Context
This project is defined in the scope of the Smart Journey Mining project [1, 9]. The SJM project vision is to increase the quality of services by uniting research on customer journeys and process mining using new developments in logic-based analysis and artificial intelligence. Research in SJM is done together with SINTEF Digital (Norway), University of Oslo (Norway), and Eindhoven University of Technology (The Netherlands).
Although digital services are supposed to simplify our lives and increase our efficiency, they often frustrate and burden customers, users, and employees. In the SJM project trace data left from users in various systems during repeated interactions with a service over time, on the level of individuals is used.

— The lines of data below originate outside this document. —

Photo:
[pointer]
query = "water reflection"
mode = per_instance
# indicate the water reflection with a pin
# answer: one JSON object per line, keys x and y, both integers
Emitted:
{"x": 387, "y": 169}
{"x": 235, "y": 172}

As illustrated on the left side of the project overview sketch, this data needs to be transformed such that it can be connected to a user journey on a suitable level of granularity or abstraction (SJM Integrator) before it can be used for analysis on descriptive, predictive, or prescriptive level (SJM Analyser).
Problem
Many events recorded by service systems are at the level of API calls, website clicks, tickets received etc. and not at the level of user journey concepts. Thus, there is a need for method that facilitate to connect events collected at different levels of granularity to high-level concepts in the user journey domain. The figure below gives an example of such relation between low-level recorded events and high level activities or in the user journey context touchpoints. The role of granularity, methods for even abstraction, and case correlation have been subject to research in process mining. Event abstraction was recently surveyed in [4] summarizing various unsupervised and supervised methods.
In Smart Journey Mining, we represent user journeys using the CJML notation and standard [2, 3]. CJML is an easy-to-use modelling language that offers a terminology, syntax, diagrams, and methods. It distinguishes between the planned journey (as intended) and the actual journey (what happened for an individual user). Event abstraction and mapping of low-level events to user journeys has been researched [7, 8]; however, there are no event abstraction method tailored towards CJML.
Proposed contribution
The challenge of this Master project is to extend existing event abstraction methods (e.g., [5, 6]) and/or case correlation [8] methods that have only been applied to generic business processes, to the domain of user journeys and evaluate their suitability for this purpose. The possible contributions in the Master project include: a conceptualization of the event abstraction problem for user journeys and connected to CJML, adaptations of existing supervised event abstraction methods to CJML (implementation in Java or Python), and a critical evaluation of their suitability in user journeys withing the CJML framework.